Greece deserves acknowledgement for this. But Prime Minister Antonis Samaras, with an eye on his political future, is now requesting more financial leeway from European partners, mostly on tax policies.

Even socially minded economists (I count myself as one) who would have absolutely allowed the Greek people compensation for their income losses are pained about Mr. Samaras’ plans. His strategy is going in the wrong direction.

If he goes through with it, Mr. Samaras will restore the old Greece instead of laying the cornerstone for a new one. For example, he wants to reduce the extra levy on heating oil first introduced in 2011. Although the country would seem, from its geographic location, predestined for the expansion of renewable energy sources, proportionately Greece uses more oil, coal and nuclear energy than many European partners.

If he goes through with it, Mr. Samaras will restore the old Greece instead of laying the cornerstone for a new one.

Take Denmark as an example. This sun-deprived nation will enforce a strict ban on the use of fossil fuels in newly built private houses and office buildings in 2016. In sunny Greece, Mr. Samaras on the other hand plans to set his outdated energy-supply structure in stone through his tax plans. That would not only damage the trade balance, but also make it difficult to secure a brighter economic future for Greece. The same applies to his plans to lower the “solidarity tax” on higher incomes. That would harm the young generation and low-paid workers who are suffering the most from the effects of the crisis anyway.

Also, property taxes would be lowered, especially for those with a second home. A property tax was insisted upon by the European Commission, IMF and European Central Bank after the crisis and a moderate tax ensures that existing economic assets will be efficiently used. For example, some owners of big houses on the Peloponnese Peninsula in southern Greece have recently discovered that they can rent out the ground floor profitably to fledgling companies.

Generally, top politicians should ask themselves where they see their country in 2030. To develop a long-term vision, and to align the political strategy consistently with it, is especially important in crisis-stricken countries.
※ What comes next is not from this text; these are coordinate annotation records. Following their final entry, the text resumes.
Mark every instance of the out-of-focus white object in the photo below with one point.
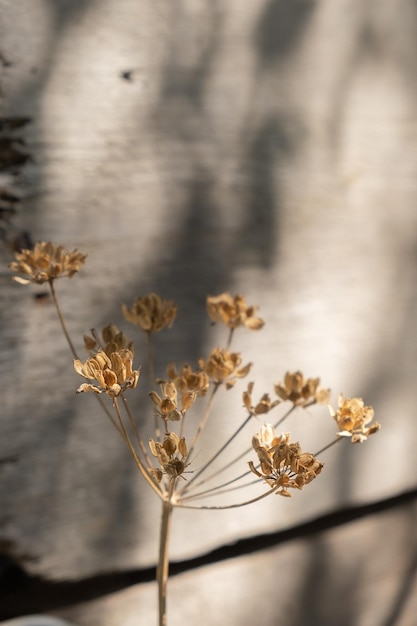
(36, 620)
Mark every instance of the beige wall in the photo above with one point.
(267, 148)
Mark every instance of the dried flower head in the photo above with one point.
(171, 455)
(263, 406)
(167, 403)
(114, 340)
(151, 313)
(301, 391)
(114, 374)
(283, 465)
(45, 263)
(223, 367)
(233, 311)
(353, 419)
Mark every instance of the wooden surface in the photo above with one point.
(266, 148)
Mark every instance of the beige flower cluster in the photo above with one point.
(233, 312)
(113, 374)
(45, 263)
(283, 465)
(151, 313)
Greece can still do a lot for its sustainability without having to ask permission from Brussels or anywhere else. The creation of new businesses, the most natural source of employment growth, could be tax-free for the first two years of operation. They could also reduce taxes on the purchase of cars and motorcycles with cleaner engines, or on the construction of energy-efficient real estate.

Young Greeks don’t just need jobs, they need to believe their country can develop a sustainable economic structure.

Greek policies could also be used to revive accelerated licensing procedures for new industrial zones, a system used for the Olympic Games in 2004. The settlement of companies in structurally weak regions could be further supported through a loosening of bureaucratic restrictions.

The politicians in Athens, however, must make a core decision first: Do they want to re-establish the privileges and structures of the pre-crisis times? Or do they want to bank on the promising potential of the younger generation and new companies?

The answer should be clear. It is the younger generation whose trust in Greece’s future must be strengthened. Young Greeks don’t just need jobs, they need to believe their country can develop a sustainable economic structure. Not until this confidence is achieved will Greece be over the hump.